Au reste les lois de la formation et du développement des corps célestes nous sont encore trop peu connues pour qu’il soit possible d’écarter absolument telle ou telle supposition. Les étoiles variables, qui passent périodiquement d’un maximum d’éclat à un minimum, où quelques-unes même s’éteignent tout à fait pour un temps plus ou moins long, nous offrent déjà un exemple de changemens très sensibles qui s’opèrent sous nos yeux. Plus curieux encore sous ce rapport sont les cas d’étoiles nouvelles qui de temps à autre sont apparues subitement dans le ciel, mais qui toujours ont fini par s’éteindre presque aussi vite qu’elles s’étaient allumées. Si nous tenons compte des cas mentionnés par les catalogues chinois, le nombre des étoiles nouvelles signalées depuis deux mille ans s’élève à une vingtaine. La célèbre étoile de 1572, observée par Tycho-Brahé dans la constellation de Cassiopée, surpassait en éclat Sirius et Jupiter, on ne pouvait lui comparer que Vénus dans toute sa splendeur ; mais elle commença bientôt à pâlir, et au bout de sept mois il n’en restait plus trace. L’étoile de Kepler, qui était également très brillante au moment où elle fut aperçue pour la première fois en 1604, resta visible à l’œil nu pendant seize mois.

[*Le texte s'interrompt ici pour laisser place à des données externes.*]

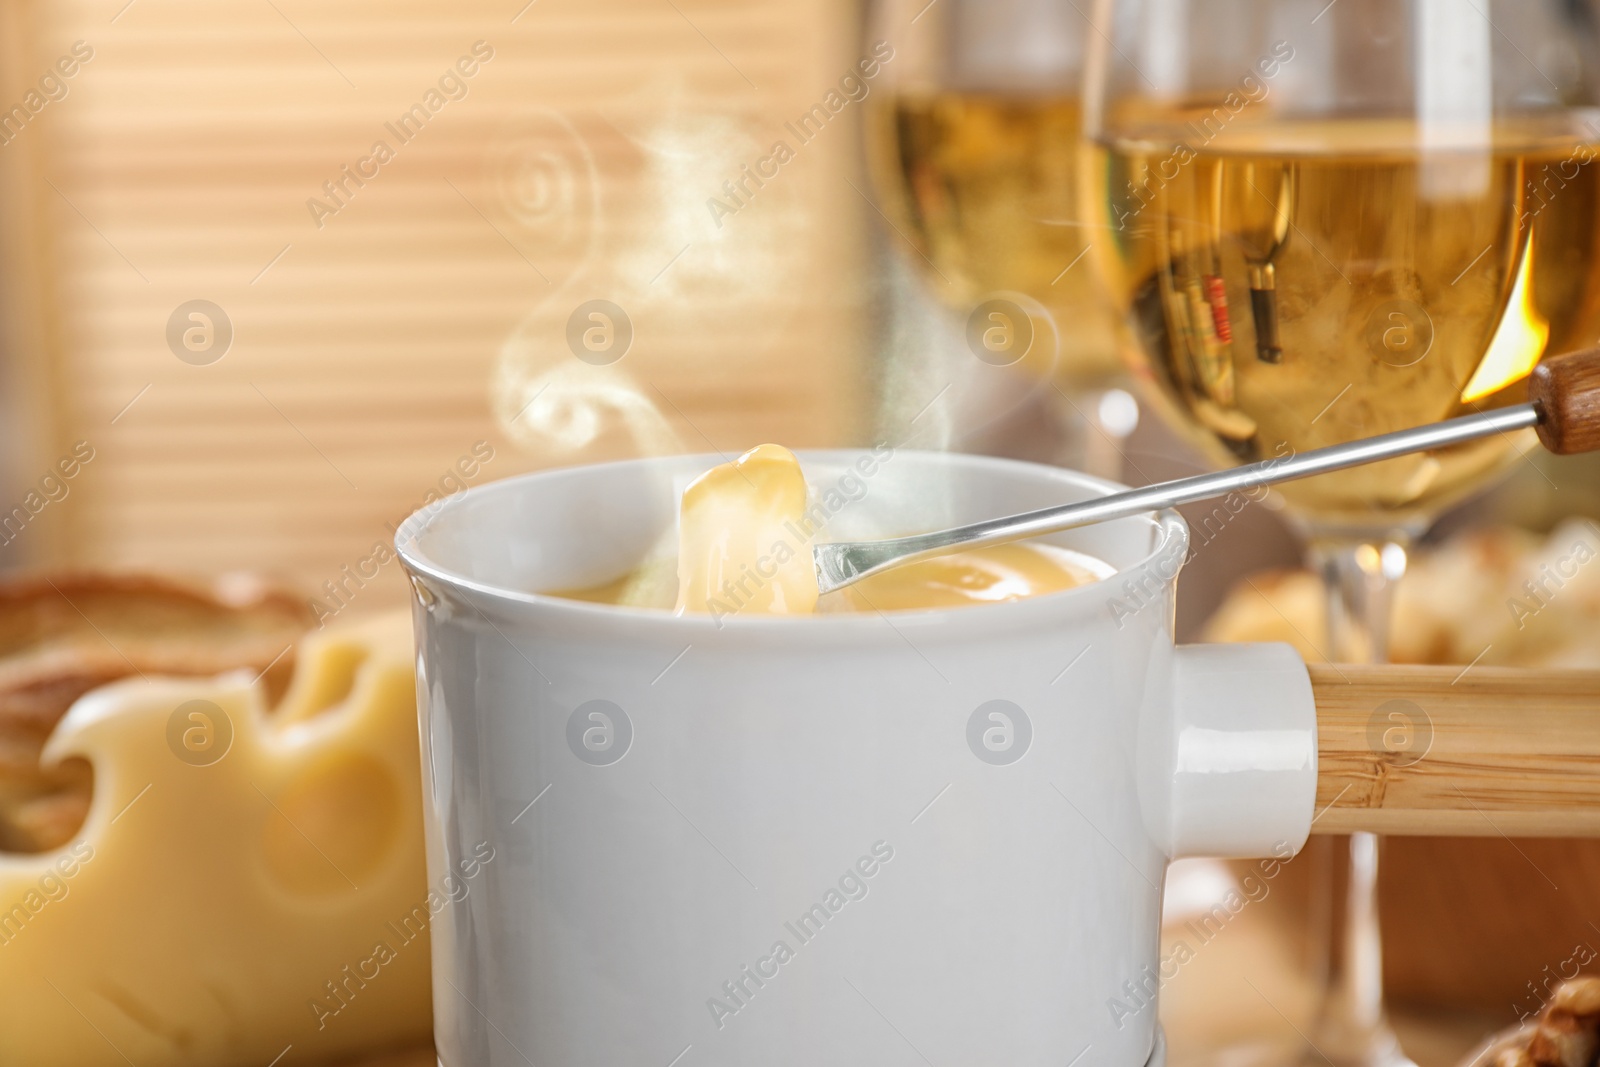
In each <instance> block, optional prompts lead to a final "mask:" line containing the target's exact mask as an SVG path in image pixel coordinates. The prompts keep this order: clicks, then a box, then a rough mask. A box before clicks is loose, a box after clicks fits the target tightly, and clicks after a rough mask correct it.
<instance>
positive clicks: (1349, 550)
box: [1082, 0, 1600, 1067]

Ces phénomènes se rattachent sans doute aux cas de variabilité ordinaire, dont ils nous offrent seulement l’exagération accidentelle. Ce sont des incendies allumés dans le ciel, des conflagrations dues à quelque convulsion intérieure qui a dégagé du sein d’un corps céleste un torrent de gaz inflammables ; le feu éteint, l’étoile retombe dans la classe d’où elle était momentanément sortie. Dans tous ces cas, il ne s’agit donc pas de créations nouvelles : on n’a eu affaire qu’à des étoiles temporaires.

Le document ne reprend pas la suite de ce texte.